GİRİŞ
Bu satırların yazarı ne Afganistan, ne ABD, ne Rusya, ne Çin ne de Avrasya bölgesi uzmanı. ABD’nin Afganistan’dan çekilmesine ilişkin değişik çıkarımları görüp kendi “anlama” penceresinden ele aldığında biraz farklı düşünmekte.
ABD’nin Afganistan’dan çekilmesine ilişkin denilebilecek her şey sanki dendi.
ABD Afganistan’dan neden çekildi sorusunu sormadan önce bir iki adım geriye gidip ABD ve NATO şemsiyesi altında müttefiklerinin, haklı veya haksız tartışılır, ne yaptıklarına bir bakılmalı. 2001 yılından itibaren Afganistan’da bir harekâta başladıklarını biliyoruz. 2014 yılına kadar amansız bir mücadele vardı. ABD ve diğer savaşan müttefikleri Taliban ile kıran kırana bir savaş içerisine girdiler.
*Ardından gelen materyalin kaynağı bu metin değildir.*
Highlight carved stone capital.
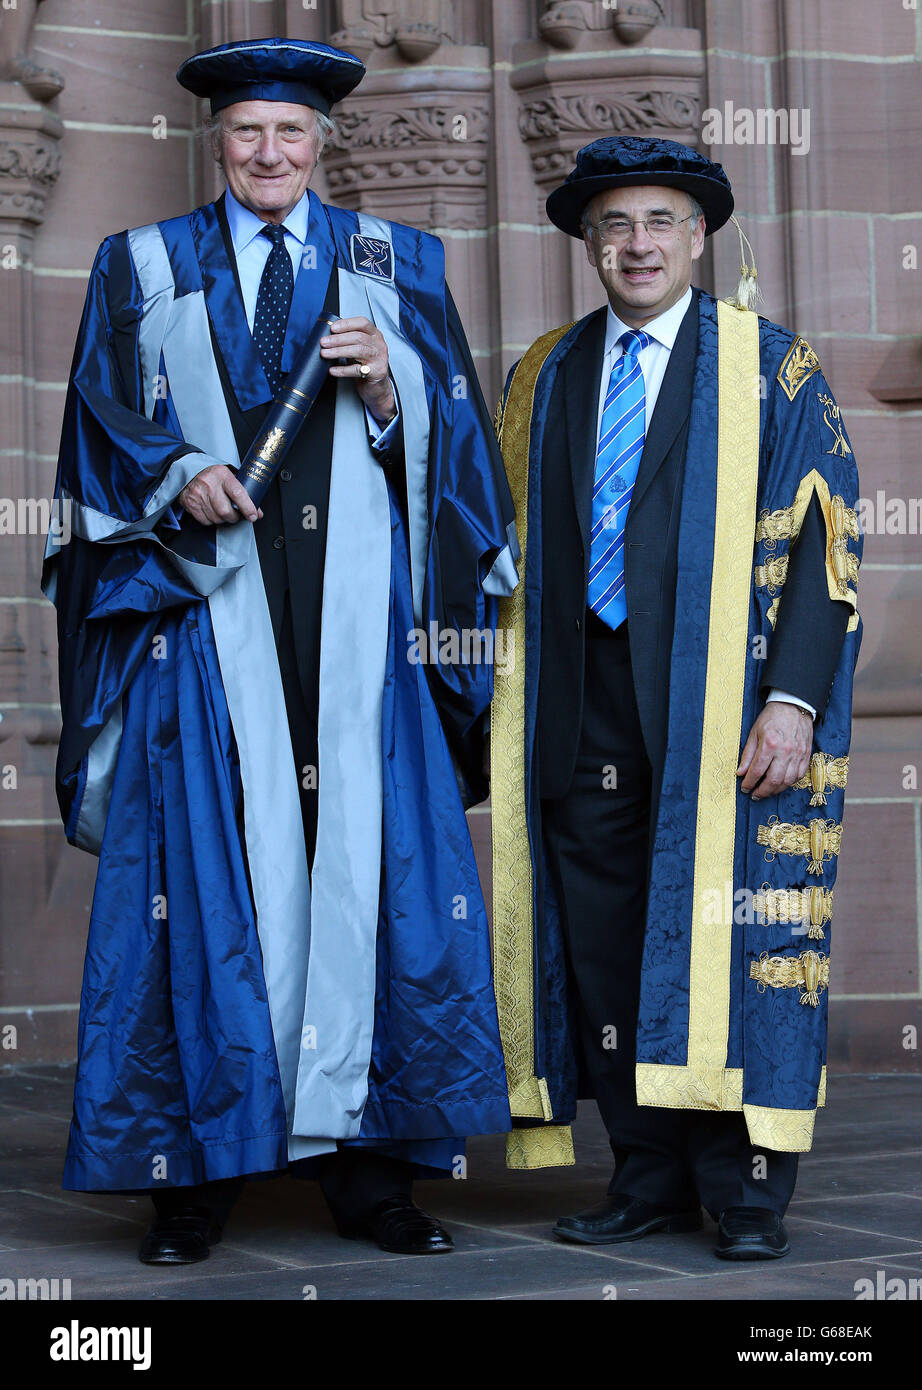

Sadece savaşmakla kalmadılar, Afganistan’ın kendi ordusunu da kurmasına yönelik çok yoğun çalıştılar ve neticede bir ordu oluşturarak onunla birlikte de savaşı devam ettirdiler.
Askeri anlamda bakıldığında ABD ve savaşan müttefikleri acaba yenilmiş midir? Bu sorunun cevabı “yenilmiş olsa orada niye o kadar uzun süre durmaya devam ettiler” olur. ABD Afganistan’da 2-3 trilyon dolar arası bir harcama gerçekleştirmiş bu mücadelede. Bu büyük bir güç demektir. Alabileceğiniz her türlü silah, teknoloji ve yetişmiş insanın en iyisini muharebeye getirebilirsiniz. Getirdiler de.
ASKERİ GELİŞMELER
ABD istihbaratının Afganistan’a yönelik çalışmasının ölçeğini tahmin bile edemezsiniz. Sadece karşı-EYP (el yapımı patlayıcı) istihbaratı için 200-300 analiz uzmanı sivilin hem cephede hem de ABD’de 7/24 çalıştıkları bilinen bir vaka. ABD ordusu harekât alanına girecek birlikleri için birebir köyleri, kasabaları, toplumu Hollywood desteğiyle simule ederek daha ABD’deyken uzun ve yoğun eğitime tutmuştur. Yani harekâta gelen asker daha ayak basmadan köyü ve köydeki muhtarı, aşiretleri, insanları vs. bilmektedir. Harekât sahasında yaşam alanlarına girdiğinde hangi emare neye delalet edecek onun bile farkındalığına kadar eğitimlerini yapmıştır. Her bölgenin etnik unsurlarının özellikleri sıkıca çalışılmış, bir dönem “insan arazisi timleri” (human terrain teams) adı altında birliklere kadrolu (embedded-gömülü) antropologlar askerlerle birlikte görev yapmıştır. Müthiş seviyede veri toplanmış ve bilgi / irfan yönetimi (knowledge management) kapsamında istihbari ve diğer tüm bilgilerin harmanlanarak komutanların nokta atışı ve çokça bilgiyle desteklenen kararlar vermesi sağlanmıştır.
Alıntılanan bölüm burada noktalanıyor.